Le categorie che vengono premiate sono quelle del miglior film, regista, attore, attrice, attore non protagonista, attrice non protagonista, promessa maschile, promessa femminile, sceneggiatura originale, adattamento, fotografia, montaggio, costumi, musica, scenografia, sonoro, film d’animazione, film straniero, opera prima, cortometraggio, documentario. Vi è anche il Premio César onorario, che viene assegnato a degli attori e/o registi, francesi e non. Il primo, nel 1976, è stato assegnato a Ingrid Bergman e Diana Ross, ad esempio.

Non vengono più assegnate, invece, i premi per categorie che riguardano il miglior film dell’Unione Europea, film pubblicitario, cortometraggio di fiction, cortometraggio documentario, produttore, etc.

I film più noti premiati

Sono diversi i film noti premiati, e tra questi si possono citare il Cyrano de Bergerac, film del 1990, tratto dall’omonima opera di Edmond Rostand, e con Gérard Depardieu ad interpretare il protagonista. Questo film venne nominato per tredici candidature e ne vinse dieci, nelle categorie per miglior film, regia, attore protagonista, attore non protagonista (Jacques Weber), fotografia, scenografia, costumi, montaggio, sonoro, colonna sonora, attrice protagonista (Anne Brochet che interpretava Roxane), promessa maschile (Vincent Pérez nel ruolo di Cristiano) e sceneggiatura.

Indimenticabile e tragico è anche Il pianista, film di produzione francese, inglese, tedesca e polacca, diretto da Roman Polanski, tratto dall’autobiografia del pianista ebreo Wladyslaw Szpilman, scampato all’olocausto. I César, a questo film, sono stati assegnati per essere stato il miglior film, regia, attore protagonista (Adrien Brody), fotografia, sonoro, colonna sonora, scenografia, costumi, montaggio e sceneggiatura non originale.

Grazie anche a questo film, il regista che ha ottenuto più César è stato proprio Roman Polanski, che ne ha vinti quattro, seguito da Alain Resnais, Betrand Tavernier, Jacques Audiard, Claude Sautet, Abdellatif Kechiche e Jean-Jacques Annaud, che ne hanno vinti due.

Tra gli attori più premiati, invece, nelle varie categorie, sono stati, finora Isabelle Adjani, Nathalie Baye, Dominique Blanc, Michel Serrault, Mathieu Amalric, André Dussolier, Annie Girardot, Julie Depardieu, Jean Carmet, Jean Rochefort e Jeanne Moreau.

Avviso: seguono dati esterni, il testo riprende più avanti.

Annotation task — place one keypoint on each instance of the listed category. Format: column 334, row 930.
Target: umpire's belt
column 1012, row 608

Nel 2019, a vincere il premio come miglior film lo ha vinto L’affido – Una storia di violenza, in cui due genitori, interpretati da Léa Drucker e Denis Ménochet, si contendono l’affido del proprio figlio. L’attrice ha vinto il premio come miglior attrice protagonista, mentre l’attore è stato solo candidato, come migliore attore.